Là sul muro c’è una sagoma che sembra un omaggio a Niki De La Saint Phalle. “Indovinato!” dice. E quelli invece assomigliano a didgeridoo australiani. “Gli aborigeni e la loro arte mi hanno sempre affascinato,” conferma, “anche loro danno importanza alle vibrazioni e al livello sottile della creazione. A differenza loro, io dipingo per capire la vita, per mettere a nudo l’incredibile complessità della materia e dell’invisibile. Così ho scoperto uno strumento di conoscenza e con esso diagrammi di energia simili a quelli della tradizione tantrica della pittura. E li ho nascosti nelle mie opere.”

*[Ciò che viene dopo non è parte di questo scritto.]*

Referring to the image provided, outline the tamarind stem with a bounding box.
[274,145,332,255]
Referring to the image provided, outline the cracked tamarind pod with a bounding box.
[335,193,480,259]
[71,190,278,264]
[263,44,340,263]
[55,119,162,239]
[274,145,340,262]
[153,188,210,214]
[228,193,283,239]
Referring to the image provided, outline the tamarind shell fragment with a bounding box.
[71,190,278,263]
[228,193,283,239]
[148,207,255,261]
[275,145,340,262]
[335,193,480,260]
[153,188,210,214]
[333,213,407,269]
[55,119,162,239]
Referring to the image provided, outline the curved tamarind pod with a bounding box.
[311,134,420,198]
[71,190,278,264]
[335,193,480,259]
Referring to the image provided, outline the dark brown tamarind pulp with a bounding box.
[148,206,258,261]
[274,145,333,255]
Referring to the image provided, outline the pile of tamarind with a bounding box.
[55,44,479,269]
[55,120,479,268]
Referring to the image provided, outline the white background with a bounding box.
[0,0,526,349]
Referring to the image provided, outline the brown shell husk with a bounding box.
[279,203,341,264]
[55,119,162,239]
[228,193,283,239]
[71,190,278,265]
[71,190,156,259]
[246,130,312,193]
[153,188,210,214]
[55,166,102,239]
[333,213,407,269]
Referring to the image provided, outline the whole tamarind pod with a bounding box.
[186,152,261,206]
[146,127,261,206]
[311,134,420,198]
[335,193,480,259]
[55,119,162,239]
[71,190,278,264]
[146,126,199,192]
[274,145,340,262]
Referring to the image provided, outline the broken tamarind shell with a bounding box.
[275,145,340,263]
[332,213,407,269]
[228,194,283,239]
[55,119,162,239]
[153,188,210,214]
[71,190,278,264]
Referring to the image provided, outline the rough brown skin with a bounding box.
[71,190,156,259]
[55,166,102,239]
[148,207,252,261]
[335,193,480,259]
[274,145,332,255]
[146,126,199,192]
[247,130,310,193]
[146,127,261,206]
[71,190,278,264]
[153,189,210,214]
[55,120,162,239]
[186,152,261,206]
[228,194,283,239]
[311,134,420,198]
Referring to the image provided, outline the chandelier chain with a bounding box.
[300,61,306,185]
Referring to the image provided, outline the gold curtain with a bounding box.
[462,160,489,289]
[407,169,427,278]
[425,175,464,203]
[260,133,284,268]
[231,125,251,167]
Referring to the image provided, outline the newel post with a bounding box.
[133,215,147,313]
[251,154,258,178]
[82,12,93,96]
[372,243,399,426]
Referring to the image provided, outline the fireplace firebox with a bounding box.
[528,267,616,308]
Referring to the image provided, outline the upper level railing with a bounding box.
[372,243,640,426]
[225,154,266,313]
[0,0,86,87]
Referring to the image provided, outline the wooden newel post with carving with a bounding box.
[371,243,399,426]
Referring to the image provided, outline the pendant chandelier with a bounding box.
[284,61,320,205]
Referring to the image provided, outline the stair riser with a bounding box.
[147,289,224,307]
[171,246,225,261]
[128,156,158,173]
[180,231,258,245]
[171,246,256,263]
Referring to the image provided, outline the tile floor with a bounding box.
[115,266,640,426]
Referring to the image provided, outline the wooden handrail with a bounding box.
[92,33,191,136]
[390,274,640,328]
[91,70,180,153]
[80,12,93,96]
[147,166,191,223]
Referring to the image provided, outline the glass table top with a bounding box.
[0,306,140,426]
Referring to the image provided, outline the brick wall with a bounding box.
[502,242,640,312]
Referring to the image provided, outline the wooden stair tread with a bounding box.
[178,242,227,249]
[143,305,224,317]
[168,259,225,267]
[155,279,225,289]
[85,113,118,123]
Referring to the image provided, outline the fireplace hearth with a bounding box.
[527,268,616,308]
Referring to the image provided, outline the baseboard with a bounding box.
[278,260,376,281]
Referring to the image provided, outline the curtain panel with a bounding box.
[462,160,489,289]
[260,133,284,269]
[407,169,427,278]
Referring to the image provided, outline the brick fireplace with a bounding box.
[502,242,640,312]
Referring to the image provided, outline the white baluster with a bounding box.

Quest’artista settantenne sembra avere una saggezza degna dei suoi lunghi capelli bianchi, ma anche l’energia creativa di un bambino divertito e divertente. E in questi ultimi anni, il gioco preferito di questo bimbo canuto sono stati i codici. Quelli che nei suoi quadri e sculture sembrano segni, sono in realtà lettere di un alfabeto in codice. I grandi pannelli di carta incisa contengono infatti le trascrizioni in codice delle sue poesie e di quelle della moglie, la scrittrice e poetessa indiana Anuradha Majumdar (“Lontano dal Paradiso” Fazi), con la quale vive qui ad Auroville.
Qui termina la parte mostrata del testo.